Merle entra, avec sa tranquille dignité que les rebuffades ne pouvaient entamer.

«M. le préfet de la Somme... commença-t-il.

—Encore!» interrompit furieusement Rougon.

L'huissier s'inclina, attendit de pouvoir parler.

«M. le préfet de la Somme m'a prié de demander à Son Excellence si elle le recevrait ce matin. Dans le cas contraire, Son Excellence serait bien bonne de lui fixer une heure pour demain.

—Je le recevrai ce matin.... Qu'il ait un peu de patience, que diable!» La porte du cabinet était restée ouverte, et l'on apercevait l'anti-chambre, par l'entrebâillement, une vaste pièce, avec une grande table au milieu, et un cordon de fauteuils de velours rouge, le long des murs. Tous les fauteuils étaient occupés; même deux dames se tenaient debout, devant la table. Les têtes se tournaient discrètement, des regards se glissaient dans le cabinet du ministre, suppliants, tout allumés du désir d'entrer.

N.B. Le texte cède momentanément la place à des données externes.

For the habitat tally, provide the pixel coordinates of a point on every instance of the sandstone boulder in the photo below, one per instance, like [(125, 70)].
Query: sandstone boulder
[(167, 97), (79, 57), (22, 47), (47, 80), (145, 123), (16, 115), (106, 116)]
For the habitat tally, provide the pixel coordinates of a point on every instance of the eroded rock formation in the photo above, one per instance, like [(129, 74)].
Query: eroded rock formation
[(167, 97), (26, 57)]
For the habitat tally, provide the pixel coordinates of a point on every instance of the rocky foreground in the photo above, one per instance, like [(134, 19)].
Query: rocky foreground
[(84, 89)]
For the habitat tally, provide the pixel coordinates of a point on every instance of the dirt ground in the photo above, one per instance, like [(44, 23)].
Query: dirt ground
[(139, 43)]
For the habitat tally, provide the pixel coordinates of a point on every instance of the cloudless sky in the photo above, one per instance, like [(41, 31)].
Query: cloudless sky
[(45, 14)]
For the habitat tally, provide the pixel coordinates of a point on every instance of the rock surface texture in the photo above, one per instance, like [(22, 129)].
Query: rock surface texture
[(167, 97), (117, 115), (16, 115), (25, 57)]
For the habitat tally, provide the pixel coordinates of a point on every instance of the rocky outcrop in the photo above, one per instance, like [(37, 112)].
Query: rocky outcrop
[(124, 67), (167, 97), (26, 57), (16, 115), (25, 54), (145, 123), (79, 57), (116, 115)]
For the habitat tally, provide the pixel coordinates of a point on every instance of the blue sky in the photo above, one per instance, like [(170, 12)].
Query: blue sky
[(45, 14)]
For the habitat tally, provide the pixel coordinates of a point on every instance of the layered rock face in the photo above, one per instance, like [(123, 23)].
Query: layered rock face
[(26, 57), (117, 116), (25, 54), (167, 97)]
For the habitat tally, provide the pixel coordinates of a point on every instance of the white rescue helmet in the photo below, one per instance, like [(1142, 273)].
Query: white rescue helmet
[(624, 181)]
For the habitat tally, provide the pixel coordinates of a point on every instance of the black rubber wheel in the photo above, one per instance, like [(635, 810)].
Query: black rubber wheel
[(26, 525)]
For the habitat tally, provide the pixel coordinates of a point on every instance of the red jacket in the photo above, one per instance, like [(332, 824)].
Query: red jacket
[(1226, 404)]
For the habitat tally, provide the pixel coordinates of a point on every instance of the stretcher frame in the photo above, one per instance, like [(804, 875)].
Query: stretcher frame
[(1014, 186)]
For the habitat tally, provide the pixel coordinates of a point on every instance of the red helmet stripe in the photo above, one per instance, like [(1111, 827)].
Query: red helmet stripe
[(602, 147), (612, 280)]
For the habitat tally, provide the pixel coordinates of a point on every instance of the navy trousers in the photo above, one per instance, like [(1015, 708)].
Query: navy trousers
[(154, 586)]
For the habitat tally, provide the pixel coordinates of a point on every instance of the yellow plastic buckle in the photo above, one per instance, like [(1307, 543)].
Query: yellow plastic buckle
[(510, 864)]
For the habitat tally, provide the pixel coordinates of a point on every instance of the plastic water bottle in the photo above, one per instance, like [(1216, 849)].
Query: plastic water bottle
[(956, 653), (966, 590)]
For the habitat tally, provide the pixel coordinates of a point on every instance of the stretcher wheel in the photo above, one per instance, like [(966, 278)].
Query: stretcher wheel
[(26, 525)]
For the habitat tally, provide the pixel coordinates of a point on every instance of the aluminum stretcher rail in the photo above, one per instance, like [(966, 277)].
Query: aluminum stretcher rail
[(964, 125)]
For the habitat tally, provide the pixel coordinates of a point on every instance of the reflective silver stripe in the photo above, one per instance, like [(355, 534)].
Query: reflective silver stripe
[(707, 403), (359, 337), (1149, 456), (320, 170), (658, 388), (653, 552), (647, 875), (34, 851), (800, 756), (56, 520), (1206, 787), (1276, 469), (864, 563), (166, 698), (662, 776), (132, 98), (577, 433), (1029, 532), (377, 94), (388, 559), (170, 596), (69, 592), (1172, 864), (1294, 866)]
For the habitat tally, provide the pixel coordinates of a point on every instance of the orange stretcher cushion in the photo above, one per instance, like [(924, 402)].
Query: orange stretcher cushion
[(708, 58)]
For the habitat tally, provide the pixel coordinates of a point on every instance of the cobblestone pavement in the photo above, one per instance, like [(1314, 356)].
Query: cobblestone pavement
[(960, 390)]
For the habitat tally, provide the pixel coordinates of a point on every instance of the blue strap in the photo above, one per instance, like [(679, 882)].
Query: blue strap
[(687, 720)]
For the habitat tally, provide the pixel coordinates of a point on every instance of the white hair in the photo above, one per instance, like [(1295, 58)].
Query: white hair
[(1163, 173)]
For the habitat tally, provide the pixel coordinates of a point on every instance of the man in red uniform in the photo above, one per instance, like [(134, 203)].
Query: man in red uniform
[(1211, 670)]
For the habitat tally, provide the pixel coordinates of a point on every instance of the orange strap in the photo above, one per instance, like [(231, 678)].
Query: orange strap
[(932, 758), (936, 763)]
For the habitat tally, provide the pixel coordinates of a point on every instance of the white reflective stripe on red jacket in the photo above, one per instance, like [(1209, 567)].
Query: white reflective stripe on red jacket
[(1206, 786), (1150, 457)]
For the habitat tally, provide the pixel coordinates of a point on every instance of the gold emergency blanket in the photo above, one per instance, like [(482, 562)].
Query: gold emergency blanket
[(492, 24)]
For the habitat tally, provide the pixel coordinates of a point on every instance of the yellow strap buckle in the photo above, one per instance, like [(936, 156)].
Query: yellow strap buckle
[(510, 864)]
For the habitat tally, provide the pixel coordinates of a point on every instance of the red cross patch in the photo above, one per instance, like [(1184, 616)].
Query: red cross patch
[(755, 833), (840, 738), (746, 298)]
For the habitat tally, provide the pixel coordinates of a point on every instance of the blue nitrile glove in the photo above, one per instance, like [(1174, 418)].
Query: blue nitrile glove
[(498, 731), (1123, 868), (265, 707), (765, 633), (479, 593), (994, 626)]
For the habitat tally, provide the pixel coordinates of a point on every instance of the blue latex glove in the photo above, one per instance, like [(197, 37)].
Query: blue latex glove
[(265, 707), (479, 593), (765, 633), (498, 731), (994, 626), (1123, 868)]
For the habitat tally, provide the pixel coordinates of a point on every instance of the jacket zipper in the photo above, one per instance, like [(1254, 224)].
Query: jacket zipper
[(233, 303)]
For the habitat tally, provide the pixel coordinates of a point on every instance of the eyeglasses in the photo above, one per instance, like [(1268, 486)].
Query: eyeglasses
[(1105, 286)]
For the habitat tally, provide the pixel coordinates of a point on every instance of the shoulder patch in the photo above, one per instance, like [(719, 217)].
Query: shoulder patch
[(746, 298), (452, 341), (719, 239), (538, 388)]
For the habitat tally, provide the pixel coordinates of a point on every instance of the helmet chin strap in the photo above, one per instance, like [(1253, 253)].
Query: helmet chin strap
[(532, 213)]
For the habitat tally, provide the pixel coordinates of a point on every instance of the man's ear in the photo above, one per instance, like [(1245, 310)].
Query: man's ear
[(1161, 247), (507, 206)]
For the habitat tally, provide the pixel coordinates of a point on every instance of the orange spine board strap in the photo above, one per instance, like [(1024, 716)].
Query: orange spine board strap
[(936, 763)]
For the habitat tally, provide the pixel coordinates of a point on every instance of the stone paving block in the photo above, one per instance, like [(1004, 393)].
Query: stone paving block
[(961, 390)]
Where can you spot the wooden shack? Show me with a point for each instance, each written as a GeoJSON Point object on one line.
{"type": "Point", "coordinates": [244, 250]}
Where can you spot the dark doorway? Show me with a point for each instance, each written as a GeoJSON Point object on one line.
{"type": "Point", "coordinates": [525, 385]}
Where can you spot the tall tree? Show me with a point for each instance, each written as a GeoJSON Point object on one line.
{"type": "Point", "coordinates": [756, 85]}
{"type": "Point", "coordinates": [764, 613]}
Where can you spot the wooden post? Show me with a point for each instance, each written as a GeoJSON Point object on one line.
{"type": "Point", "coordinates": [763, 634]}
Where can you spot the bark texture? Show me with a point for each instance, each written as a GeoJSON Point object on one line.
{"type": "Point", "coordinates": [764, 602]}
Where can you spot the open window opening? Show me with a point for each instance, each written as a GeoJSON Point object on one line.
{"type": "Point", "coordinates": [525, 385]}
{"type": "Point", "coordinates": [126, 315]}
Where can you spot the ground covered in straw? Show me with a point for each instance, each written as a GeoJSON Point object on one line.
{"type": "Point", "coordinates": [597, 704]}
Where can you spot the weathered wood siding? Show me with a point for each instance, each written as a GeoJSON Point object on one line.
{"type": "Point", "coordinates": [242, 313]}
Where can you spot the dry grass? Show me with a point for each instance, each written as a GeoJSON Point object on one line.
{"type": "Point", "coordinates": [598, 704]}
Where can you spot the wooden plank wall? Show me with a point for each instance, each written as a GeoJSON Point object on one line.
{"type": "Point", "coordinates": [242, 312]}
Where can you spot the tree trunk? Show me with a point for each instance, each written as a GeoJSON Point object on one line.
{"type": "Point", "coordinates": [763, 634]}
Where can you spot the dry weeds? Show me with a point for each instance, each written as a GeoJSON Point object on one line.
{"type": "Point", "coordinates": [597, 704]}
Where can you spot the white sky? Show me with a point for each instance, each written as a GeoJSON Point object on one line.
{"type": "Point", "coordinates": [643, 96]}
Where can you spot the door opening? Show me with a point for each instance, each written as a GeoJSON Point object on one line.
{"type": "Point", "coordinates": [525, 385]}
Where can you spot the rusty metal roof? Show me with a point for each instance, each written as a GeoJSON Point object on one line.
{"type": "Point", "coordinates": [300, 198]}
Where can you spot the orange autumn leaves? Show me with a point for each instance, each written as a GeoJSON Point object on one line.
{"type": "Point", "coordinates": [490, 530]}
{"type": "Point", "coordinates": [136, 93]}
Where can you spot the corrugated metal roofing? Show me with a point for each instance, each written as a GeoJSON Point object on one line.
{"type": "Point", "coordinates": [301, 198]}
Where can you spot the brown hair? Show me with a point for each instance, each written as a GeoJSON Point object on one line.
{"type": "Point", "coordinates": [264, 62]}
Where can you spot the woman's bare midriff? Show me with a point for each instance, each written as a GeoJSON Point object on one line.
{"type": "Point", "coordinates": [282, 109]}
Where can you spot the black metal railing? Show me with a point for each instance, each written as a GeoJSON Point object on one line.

Près de la porte, le préfet de la Somme, un petit homme blême, causait avec ses deux collègues du Jura et du Cher. Et comme il faisait le mouvement de se lever, croyant sans doute qu'il allait enfin être admis, Rougon reprit, en s'adressant à Merle:

«Dans dix minutes, entendez-vous.... Je ne puis absolument recevoir personne en ce moment.» Mais il parlait encore qu'il vit M. Beulin-d'orchère traverser l'anti-chambre. Il alla vivement à sa rencontre, l'attira d'une poignée de main dans son cabinet, en criant:

«Eh! entrez donc, cher ami! Vous arrivez, n'est-ce pas? Vous n'avez pas attendu?... Quoi de nouveau?» La porte fut refermée sur le silence consterné de l'anti-chambre. Rougon et M. Beulin-d'orchère eurent un entretien à voix basse, devant une des fenêtres; le magistrat, nommé récemment premier président de la Cour de Paris, ambitionnait les sceaux; mais l'empereur, tâté à son égard, était resté impénétrable.

«Bien, bien, dit le ministre en haussant la voix. Le renseignement est excellent. J'agirai, je vous le promets.» Il venait de le faire sortir par ses appartements, lorsque Merle parut, en annonçant:

«Monsieur La Rouquette.

—Non, non, je suis occupé, il m'embête!» dit Rougon, en faisant un geste énergique pour que l'huissier refermât la porte.

M. La Rouquette entendit parfaitement. Il n'en pénétra pas moins dans le cabinet, souriant, la main tendue:

«Comment va Votre Excellence? C'est ma sœur qui m'envoie. Hier, vous aviez l'air un peu fatigué, aux Tuileries.... Vous savez qu'on doit jouer un proverbe dans les appartements de l'impératrice, lundi prochain. Ma sœur a un rôle. Combelot a dessiné les costumes. Vous viendrez, n'est-ce pas?» Et il demeura là un grand quart d'heure, souple et caressant, cajolant Rougon, qu'il appelait tantôt «Votre Excellence» et tantôt «cher maître». Il plaça quelques anecdotes sur les petits théâtres, recommanda une danseuse, demanda un mot pour le directeur de la manufacture des tabacs, afin d'avoir de bons cigares. Et il finit par dire un mal épouvantable de M. de Marsy, en plaisantant.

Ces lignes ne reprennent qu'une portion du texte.